Saturday, February 13, 2016
The James B. Crosby House, Janesville, WI
James Crosby House, Janesville, WI. 1851 Photo: Wikimedia
The James B. Crosby house was built in 1851 and has been connected to the work of Samuel Sloan because it is closely based on his plan for "an Ornamental Villa" in his book The Model Architect (pictured below). In its long history, it has been a hospital, a drama school run by a minister, and a foster home. It is currently owned by an architect who bought the dilapidated house and is in the process of restoring it, even rebuilding its demolished surgical wing from its hospital days as his facebook page says.

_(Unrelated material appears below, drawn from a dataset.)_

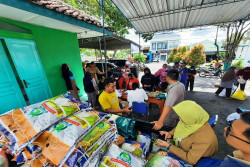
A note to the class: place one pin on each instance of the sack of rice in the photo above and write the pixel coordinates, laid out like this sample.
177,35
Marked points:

The house displays its early design with its simple ornamentation and irregular massing, something that definitely is very Sloan (his designs, though early vary the most from standard plans). In essence, it is a symmetrical plan house with a gable rather than hip roof and a deep gabled central projection with a triple window. Another early feature are the very tall double windows with Greek Revival eared surrounds, the large overhanging eave, and the absence of an architrave molding. The porch is simple and stick like with some Arabesque designs similar to the Tallman house and a little fringe. The brackets are s-scroll type and pierced with large finials and intersect a run of dentils. Perhaps most magnificent is the octagonal cupola, which has rectangular windows and extends the s scroll brackets down the entire height of the cupola, adding c scrolls until the brackets reach the bottom. This creates a very exotic profile indeed!